Endlich fand der Sarg seinen Platz in der Riddarholmskirche. Von der Kapsel mit dem Herzen trennte sich Maria Eleanora erst zwei Jahre später, als Axel Oxenstierna ihr eindringlich vorstellte, ein unbestattetes Herz beleidige Gottes Willen.

*

Die Beisetzung des Königs rettete Christine aus höchster Not. In den letzten Lebensjahren, da sie sich oft an ihre Kindheit erinnerte, meinte sie, es habe nicht viel gefehlt, und sie wäre in Nyköping unheilbar schwermütig geworden. Als das Schloss ein Jahr nach Christines Thronverzicht und kurz nach Maria Eleanoras Tod bis auf die Grundmauern abbrannte, nannte sie das einen Akt himmlischer Gerechtigkeit.

Maria Eleanora bezog nun das Stockholmer Schloss, um den Gebeinen des geliebten Gemahls nahe zu sein. Die Reichsräte befanden, Christine sei alt genug, sich in regelmäßigen Studien auf ihr Herrscheramt vorzubereiten. Noch immer wagten sie nicht, das Kind von der Mutter zu trennen, wie sehr Axel Oxenstierna in seinen Briefen aus Deutschland, auf Gustav Adolfs Testament verweisend, auch darauf drängte.

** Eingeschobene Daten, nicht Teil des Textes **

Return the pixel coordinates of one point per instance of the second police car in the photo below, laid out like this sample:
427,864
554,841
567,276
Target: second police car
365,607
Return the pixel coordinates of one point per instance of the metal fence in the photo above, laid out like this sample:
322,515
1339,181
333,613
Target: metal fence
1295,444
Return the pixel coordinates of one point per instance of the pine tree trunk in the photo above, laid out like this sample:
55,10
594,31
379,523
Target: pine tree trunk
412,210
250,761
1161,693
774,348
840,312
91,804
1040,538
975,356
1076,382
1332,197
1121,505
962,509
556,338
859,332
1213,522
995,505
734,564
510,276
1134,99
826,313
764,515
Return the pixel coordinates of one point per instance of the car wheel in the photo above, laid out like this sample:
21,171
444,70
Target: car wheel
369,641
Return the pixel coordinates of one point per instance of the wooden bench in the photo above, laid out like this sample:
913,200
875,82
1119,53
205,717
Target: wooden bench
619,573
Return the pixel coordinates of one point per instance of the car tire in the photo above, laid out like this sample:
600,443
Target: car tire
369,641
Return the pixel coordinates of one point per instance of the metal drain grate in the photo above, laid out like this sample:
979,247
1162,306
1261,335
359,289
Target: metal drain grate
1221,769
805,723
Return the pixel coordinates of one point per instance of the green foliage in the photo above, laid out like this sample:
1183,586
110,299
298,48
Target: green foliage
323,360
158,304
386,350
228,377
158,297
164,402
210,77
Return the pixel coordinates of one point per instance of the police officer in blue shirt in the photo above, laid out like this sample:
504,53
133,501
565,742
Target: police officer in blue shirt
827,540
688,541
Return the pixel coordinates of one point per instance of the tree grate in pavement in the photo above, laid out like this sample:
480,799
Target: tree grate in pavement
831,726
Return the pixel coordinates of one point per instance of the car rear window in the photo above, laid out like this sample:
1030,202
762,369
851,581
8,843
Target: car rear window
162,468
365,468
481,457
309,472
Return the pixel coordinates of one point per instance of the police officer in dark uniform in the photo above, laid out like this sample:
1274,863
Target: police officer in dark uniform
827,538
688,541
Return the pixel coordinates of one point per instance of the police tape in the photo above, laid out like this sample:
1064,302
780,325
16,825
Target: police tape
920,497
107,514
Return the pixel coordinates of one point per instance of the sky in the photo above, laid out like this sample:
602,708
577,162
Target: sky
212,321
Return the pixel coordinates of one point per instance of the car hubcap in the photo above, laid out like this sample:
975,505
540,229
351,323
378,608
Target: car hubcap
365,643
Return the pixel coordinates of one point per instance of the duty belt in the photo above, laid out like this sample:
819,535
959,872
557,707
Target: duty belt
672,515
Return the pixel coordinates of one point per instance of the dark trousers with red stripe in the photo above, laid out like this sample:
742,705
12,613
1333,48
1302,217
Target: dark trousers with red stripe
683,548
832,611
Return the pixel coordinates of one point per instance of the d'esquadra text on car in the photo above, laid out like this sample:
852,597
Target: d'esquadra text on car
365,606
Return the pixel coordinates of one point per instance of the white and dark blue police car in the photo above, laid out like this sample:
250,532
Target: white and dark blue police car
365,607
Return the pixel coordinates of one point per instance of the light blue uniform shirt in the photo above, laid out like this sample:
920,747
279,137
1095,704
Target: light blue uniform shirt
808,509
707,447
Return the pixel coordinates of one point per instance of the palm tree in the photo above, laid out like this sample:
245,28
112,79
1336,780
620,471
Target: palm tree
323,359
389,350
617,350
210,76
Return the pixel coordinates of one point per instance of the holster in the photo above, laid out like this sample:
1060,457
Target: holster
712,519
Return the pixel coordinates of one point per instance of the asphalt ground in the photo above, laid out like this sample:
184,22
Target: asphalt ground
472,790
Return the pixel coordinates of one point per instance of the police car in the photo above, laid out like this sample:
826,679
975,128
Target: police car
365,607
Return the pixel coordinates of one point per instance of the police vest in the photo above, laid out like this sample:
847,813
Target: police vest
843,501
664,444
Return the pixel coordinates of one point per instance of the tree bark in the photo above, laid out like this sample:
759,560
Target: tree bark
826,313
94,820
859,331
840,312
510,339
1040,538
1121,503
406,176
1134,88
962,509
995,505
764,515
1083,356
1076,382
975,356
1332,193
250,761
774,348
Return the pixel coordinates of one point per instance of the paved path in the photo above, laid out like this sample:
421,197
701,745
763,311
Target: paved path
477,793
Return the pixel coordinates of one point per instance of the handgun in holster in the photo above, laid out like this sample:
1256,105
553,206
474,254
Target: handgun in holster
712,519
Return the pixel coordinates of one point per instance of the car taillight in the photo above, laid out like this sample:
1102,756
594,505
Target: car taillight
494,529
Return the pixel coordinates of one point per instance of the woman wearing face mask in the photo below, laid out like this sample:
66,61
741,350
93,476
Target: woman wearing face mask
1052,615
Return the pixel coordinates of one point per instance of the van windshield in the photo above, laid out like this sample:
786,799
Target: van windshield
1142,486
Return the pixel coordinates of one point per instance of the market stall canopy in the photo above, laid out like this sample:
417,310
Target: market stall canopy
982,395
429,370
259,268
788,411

Christine fieberte den Unterrichtsstunden entgegen wie ein Gefangener der Freiheit. Männer waren ihre Lehrer, und wie ein Prinz wurde sie erzogen. Mit Axel Banér, Oberhofmeister und Bruder des berühmten Feldmarschalls Johan Banér, ritt sie oft aus. Er lehrte sie, das Pferd mit dem Körper zu verstehen und es so zu führen, dass sie mit dem Tier gleichsam zu einem Wesen verschmolz. Sie bevorzugte den Männersitz, worüber sich Mutter und Hofdamen empörten. Das Pferd wurde dem Mädchen zum Inbegriff der Freiheit. Mit dem Wind um die Wette jagen, alle und alles hinter sich lassen, die erste sein, vor sich nur den weiten Horizont, unbekanntes Land, Stunde um Stunde. Sie ermüdete nicht. Axel Banér soll von der Neunjährigen gesagt haben, sie besitze das unruhige Blut, das aufbrausende Gemüt und das ungestüme Herz der Wasa.